International Conference, House of European History, Brussels,
Thursday-Friday, 16-17 May 2019
Call for Papers
Organizers: Wolfram Kaiser (University of Portsmouth) and Anette H. Storeide (NTNU Trondheim) in cooperation with the House of European History, Brussels
In times of growing political polarisation, the past seems to be more contested than ever even in apparently cohesive nation-states. With its problem-solving capacity, democratic quality and political legitimacy increasingly questioned, the European Union has become another battlefield for history and memory. On this battlefield a variety of institutions, networks and individuals promote their versions of the past as more shared or divided, to highlight common experiences or to tell stories about special paths. In Europe, the politics of history focuses especially on the continent’s experience during the twentieth century, the two world wars, the Holocaust and the continent’s division during the Cold War until 1989.
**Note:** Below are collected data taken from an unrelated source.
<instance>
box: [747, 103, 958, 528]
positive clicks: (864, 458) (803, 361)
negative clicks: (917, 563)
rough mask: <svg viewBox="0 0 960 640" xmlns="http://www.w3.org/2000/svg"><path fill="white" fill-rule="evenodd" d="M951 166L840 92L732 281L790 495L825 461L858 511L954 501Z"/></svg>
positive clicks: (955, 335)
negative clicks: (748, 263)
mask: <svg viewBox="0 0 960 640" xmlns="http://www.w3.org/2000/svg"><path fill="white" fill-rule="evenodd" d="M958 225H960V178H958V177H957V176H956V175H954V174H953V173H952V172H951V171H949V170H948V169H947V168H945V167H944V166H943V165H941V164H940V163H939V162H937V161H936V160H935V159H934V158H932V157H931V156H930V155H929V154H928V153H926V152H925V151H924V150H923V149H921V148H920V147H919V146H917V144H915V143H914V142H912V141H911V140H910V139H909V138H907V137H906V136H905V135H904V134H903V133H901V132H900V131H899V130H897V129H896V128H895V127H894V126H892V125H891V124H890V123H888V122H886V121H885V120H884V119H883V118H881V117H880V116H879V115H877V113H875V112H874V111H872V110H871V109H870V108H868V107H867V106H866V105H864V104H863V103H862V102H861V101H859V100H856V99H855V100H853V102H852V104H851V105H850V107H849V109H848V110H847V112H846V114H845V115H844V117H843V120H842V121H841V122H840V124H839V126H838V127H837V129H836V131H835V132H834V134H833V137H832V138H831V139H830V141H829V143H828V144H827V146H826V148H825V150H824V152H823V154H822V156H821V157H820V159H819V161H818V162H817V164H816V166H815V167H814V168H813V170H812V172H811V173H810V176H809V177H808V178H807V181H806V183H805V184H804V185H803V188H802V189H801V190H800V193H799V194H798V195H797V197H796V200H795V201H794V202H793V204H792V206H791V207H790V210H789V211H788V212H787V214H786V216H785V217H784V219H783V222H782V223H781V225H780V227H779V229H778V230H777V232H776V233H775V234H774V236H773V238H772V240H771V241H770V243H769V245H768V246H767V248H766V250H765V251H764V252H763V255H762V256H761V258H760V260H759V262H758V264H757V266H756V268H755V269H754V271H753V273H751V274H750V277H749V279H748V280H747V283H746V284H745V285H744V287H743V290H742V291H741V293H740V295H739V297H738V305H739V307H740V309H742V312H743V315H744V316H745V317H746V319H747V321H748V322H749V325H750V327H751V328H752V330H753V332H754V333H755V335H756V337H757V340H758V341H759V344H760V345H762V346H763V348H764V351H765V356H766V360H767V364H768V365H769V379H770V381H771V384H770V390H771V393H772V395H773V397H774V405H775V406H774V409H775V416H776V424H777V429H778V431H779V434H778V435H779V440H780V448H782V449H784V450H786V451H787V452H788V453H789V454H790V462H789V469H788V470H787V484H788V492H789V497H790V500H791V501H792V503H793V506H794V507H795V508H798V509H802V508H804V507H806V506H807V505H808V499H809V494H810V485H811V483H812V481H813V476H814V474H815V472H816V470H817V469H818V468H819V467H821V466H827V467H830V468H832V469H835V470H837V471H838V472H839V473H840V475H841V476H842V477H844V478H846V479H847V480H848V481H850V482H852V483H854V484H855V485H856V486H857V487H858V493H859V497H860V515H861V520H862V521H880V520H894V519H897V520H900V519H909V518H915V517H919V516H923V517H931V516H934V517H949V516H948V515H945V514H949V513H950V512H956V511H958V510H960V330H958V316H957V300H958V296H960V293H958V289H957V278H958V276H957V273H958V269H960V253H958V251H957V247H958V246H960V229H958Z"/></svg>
This conference explores attempts to trace, narrate and represent common elements of Europe’s historical experience during the twentieth century as shared history. Actors involved in such processes of narration and representation include political institutions at the European, national or sub-national levels, loosely organized networks, educational and commemorative institutions like memorial-sites, cultural institutions like museums or individual narrative entrepreneurs like historians with a strong media presence. Their strategies may be motivated by pragmatic reasons such as growing numbers of European visitors in national museums, for example, or they could be driven by ideational or ideological objectives such as shaping a new narrative of shared history as a foundational myth of European union or committed to the idea of learning from the past for the future.
This conference seeks to locate the search for and advocacy of, narratives and representations of twentieth century European history as shared history between two dominant narrative paradigms, the singularity of the Holocaust and the totalitarian paradigm. The singularity narrative highlights the European dimension of the destruction of European Jewry as a key focal point which has sometimes been propagated as a suitable foundation myth of European union especially since the 1990s. In contrast, the totalitarian paradigm emphasizes similarities of dictatorial regimes and their systems of rule and oppression occasionally creating a narrative of victimhood - a view that has been propagated especially forcefully by mnemonic entrepreneurs from East-Central Europe, who have highlighted the experience of suffering under Stalinism and communism until 1989.
For this conference we are inviting proposals for papers on contemporary actors and narratives of a shared European past which relate to these two paradigms. Papers can deal with any field from politics to academia, education, the media and a variety of cultural institutions. However, we expect all papers to address, in a structured manner, both the actors who produce narratives, and the narratives themselves, both to strengthen comparative perspectives and to facilitate a possible later publication in the form of an edited book or special issue.
Interested researchers should submit their paper proposal in one Word document with two elements, one abstract of no more than 300 words about the paper with information on its focus, key arguments and research basis, and one short biographical abstract with information on the author and his/her institutional affiliation and relevant ongoing research projects and/or publications. Proposals have to be submitted to both organisers, Wolfram Kaiser (Wolfram.Kaiser@online.de) and Anette H. Storeide (anette.homlong.storeide@ntnu.no), no later than 5 January 2019. The successful applicants will be notified no later than 20 January 2019.
We can cover travel costs up to a maximum of 300 Euros and accommodation in Brussels for one night (16-17 May 2019). Our host in Brussels, the House of European History, will provide coffee, lunch and dinner for all paper-givers. It will also offer a guided tour for the paper-givers of its own museum narrative of Europe’s twentieth century history as shared history as part of the conference programme.